Amerikan Dışişleri Bakan Yardımcısı George Ball, Papandreu'yu anlatıyor:
"Yaşlı, yorgun ve gerçeği göremeyecek durumdaydı. Yunanistan'ın Enosis'e dayanan bir çözüme ihtiyacı olduğunu söylüyordu... Bunun çok tehlikeli bir saçmalık olduğunu ona anlatmaya çalıştım ama yeni bir fikri anlayamayacak kadar halsizdi..." (Sf. 74.
İnönü'ye dönelim. Johnson'un mektubundan Amerikan Büyükelçisi Raymond Hare bile dehşete kapılmıştır ama mecburen Dışişleri Bakanı Feridun Cemal Erkin'e ve Başbakan İnönü'ye iletecektir:
"Erkin çok bozuldu, sinirlendi. İnönü ise çok sakindi. Bana, 'Sayın Büyükelçi, önce mektubun sonunu okuyacağım' dedi. Çok bilge, çok sezgili bir adamdı. Mektubun sonunda çok kibar yazılmış Amerika'ya davet cümleleri vardı..." (Sf. 26)

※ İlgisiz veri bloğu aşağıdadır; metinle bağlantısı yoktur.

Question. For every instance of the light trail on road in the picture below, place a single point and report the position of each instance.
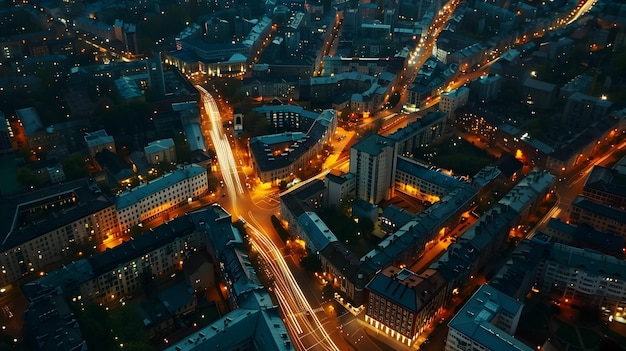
(223, 150)
(300, 317)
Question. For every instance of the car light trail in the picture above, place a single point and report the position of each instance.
(299, 314)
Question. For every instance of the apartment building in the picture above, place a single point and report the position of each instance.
(42, 227)
(402, 303)
(607, 186)
(372, 161)
(583, 277)
(602, 217)
(118, 272)
(280, 156)
(422, 183)
(486, 322)
(185, 184)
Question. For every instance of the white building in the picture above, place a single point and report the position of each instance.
(161, 195)
(98, 141)
(452, 100)
(51, 224)
(486, 322)
(338, 187)
(422, 183)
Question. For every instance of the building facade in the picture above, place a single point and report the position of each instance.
(403, 304)
(486, 322)
(372, 161)
(161, 195)
(51, 224)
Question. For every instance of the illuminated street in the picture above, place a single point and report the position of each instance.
(300, 318)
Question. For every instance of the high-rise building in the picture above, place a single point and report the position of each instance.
(486, 322)
(6, 134)
(373, 162)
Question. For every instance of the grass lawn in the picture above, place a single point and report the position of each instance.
(458, 155)
(206, 314)
(535, 317)
(590, 337)
(568, 334)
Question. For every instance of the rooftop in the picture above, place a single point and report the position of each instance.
(475, 319)
(19, 220)
(405, 288)
(132, 196)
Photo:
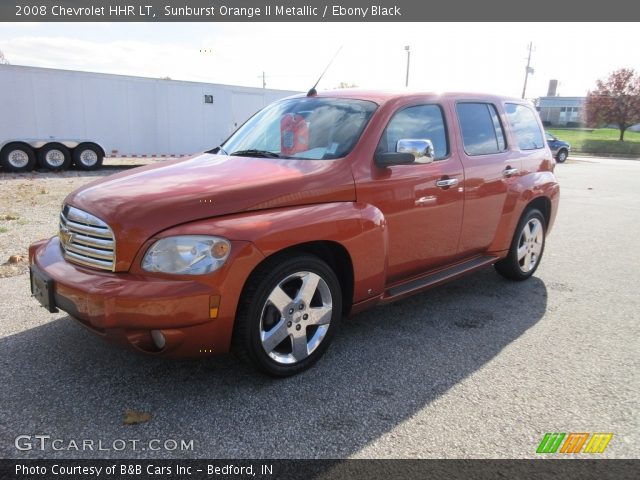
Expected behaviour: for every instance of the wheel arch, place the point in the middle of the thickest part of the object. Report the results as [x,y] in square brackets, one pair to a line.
[332,253]
[544,205]
[91,142]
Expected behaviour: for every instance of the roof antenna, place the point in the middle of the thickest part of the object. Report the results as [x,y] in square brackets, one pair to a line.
[313,92]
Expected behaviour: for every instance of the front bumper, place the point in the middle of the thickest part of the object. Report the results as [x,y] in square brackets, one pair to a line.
[126,307]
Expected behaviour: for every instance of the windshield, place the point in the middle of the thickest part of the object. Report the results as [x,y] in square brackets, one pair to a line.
[305,128]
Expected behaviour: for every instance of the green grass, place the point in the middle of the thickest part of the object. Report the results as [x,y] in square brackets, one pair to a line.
[601,140]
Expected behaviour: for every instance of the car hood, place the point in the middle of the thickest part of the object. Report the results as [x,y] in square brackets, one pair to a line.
[143,201]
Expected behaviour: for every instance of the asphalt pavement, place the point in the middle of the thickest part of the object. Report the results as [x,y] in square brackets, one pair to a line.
[481,367]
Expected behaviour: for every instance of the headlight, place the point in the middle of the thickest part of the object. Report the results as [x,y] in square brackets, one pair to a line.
[187,255]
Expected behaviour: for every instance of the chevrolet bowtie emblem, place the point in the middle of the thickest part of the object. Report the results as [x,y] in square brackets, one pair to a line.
[65,235]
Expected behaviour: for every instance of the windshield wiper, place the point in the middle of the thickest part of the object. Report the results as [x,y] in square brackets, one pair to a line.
[255,153]
[216,150]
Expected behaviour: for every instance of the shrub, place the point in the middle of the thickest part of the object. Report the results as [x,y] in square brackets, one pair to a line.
[610,146]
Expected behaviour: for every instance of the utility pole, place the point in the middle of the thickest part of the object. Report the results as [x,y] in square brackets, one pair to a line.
[529,70]
[406,84]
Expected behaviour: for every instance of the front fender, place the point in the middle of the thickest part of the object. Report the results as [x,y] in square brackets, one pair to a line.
[359,228]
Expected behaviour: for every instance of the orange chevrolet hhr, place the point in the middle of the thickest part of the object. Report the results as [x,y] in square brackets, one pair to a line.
[319,206]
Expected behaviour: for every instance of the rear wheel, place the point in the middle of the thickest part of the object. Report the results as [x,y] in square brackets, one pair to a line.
[87,156]
[562,155]
[54,156]
[17,157]
[287,315]
[526,249]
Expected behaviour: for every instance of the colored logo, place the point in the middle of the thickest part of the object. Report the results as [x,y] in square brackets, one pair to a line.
[574,443]
[65,235]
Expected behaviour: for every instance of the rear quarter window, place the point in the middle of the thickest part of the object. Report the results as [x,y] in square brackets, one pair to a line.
[482,133]
[524,126]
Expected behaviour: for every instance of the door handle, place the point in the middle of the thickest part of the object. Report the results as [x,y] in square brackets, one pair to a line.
[446,183]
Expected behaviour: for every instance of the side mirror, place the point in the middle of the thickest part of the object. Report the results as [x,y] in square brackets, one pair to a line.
[422,150]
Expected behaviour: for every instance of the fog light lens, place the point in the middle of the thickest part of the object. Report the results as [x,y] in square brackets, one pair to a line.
[158,339]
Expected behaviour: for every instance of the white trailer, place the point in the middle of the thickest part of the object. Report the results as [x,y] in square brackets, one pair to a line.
[53,119]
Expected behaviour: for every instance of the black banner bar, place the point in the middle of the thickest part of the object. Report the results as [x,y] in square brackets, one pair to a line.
[320,469]
[313,11]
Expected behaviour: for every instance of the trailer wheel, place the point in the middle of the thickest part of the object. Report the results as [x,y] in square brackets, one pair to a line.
[17,157]
[54,156]
[88,156]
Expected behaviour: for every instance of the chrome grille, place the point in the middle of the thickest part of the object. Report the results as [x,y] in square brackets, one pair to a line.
[86,240]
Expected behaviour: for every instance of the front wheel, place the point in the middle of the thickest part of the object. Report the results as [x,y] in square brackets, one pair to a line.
[287,315]
[526,249]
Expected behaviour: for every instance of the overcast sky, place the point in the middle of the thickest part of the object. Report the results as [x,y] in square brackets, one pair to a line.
[479,57]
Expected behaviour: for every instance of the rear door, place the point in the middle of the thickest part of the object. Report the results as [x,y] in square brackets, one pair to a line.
[491,173]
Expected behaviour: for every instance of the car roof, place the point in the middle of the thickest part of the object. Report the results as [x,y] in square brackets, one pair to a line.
[383,96]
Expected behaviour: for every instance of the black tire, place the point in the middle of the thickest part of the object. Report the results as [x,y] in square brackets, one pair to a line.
[255,312]
[514,266]
[87,156]
[17,157]
[562,155]
[54,156]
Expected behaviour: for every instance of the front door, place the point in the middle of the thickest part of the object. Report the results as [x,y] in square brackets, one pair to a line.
[423,213]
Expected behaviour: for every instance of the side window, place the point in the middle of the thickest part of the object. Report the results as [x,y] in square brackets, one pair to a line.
[524,126]
[482,132]
[425,122]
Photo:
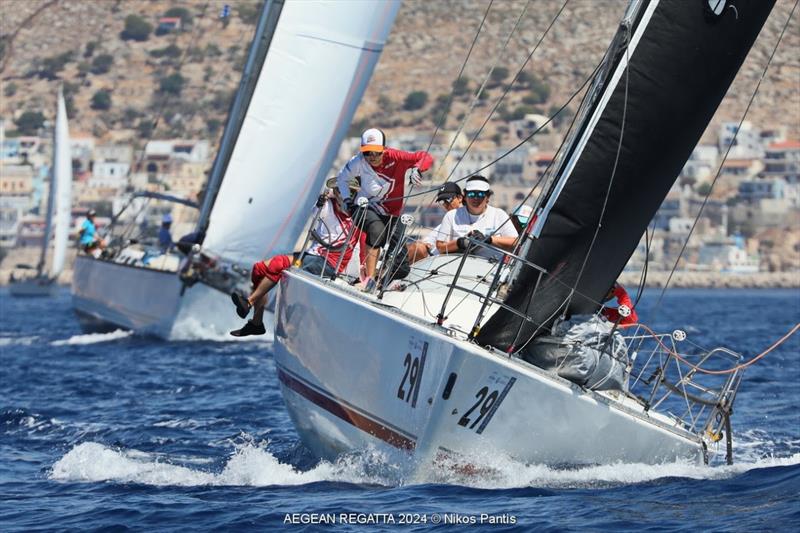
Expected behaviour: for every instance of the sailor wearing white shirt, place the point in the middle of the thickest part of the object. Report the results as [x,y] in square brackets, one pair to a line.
[479,220]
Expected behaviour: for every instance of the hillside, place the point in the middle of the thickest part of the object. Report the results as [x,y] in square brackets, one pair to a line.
[44,42]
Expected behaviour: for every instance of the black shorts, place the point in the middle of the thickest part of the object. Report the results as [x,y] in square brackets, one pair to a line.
[378,227]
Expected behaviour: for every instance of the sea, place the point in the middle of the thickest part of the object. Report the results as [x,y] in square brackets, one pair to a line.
[116,431]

İnönü de, Papandreu da Amerika'ya davetlidir. Ball ikisiyle de görüşmüştür:
"İnönü 82, Papandreu 76 yaşındaydı. Ama İnönü parlak geçmişiyle çok daha genç gösteriyordu. Papandreu'nun kendini bırakmış bir hali vardı. Yorgun ve yarı şaşkın bir ihtiyar..." (Sf. 96)
* * *
ŞAHİN'İN Türk ve Amerikan diplomatlarıyla görüşerek, belgelere inerek hazırladığı bu kitap, mükemmel bir "diplomasi" araştırması.
Devlet adamlarının ve diplomatlarının itibarlı ve yetenekli olup olmalarının önemini çok iyi ortaya koyuyor.
Amerikan belgelerinden alıntılarla, Kıbrıs'ta Rumların Anayasa'yı da çiğneyerek giriştiği Türk soykırımını gözler önüne seriyor ki, bugün bile diplomatlarımız ve Denktaş, tezlerini savunurken bu belgeleri kullanabilir. (Sf. 32 - 33, 111 - 115, 149)
Türkiye'nin büyük bir askeri kuvvet olarak görülmesinin diplomasiye sağladığı gücü de bu kitapta çok net bir şekilde görüyoruz. (Sf. 37, 74)
Kitapta Johnson Mektubu'nun ve İnönü'nün cevabının tam metinleri de var.
Johnson'un Türk, Kennedy'lerin Yunan dostu olduğunu da anlatıyor.
Haluk Şahin'i kitabı için kutluyorum.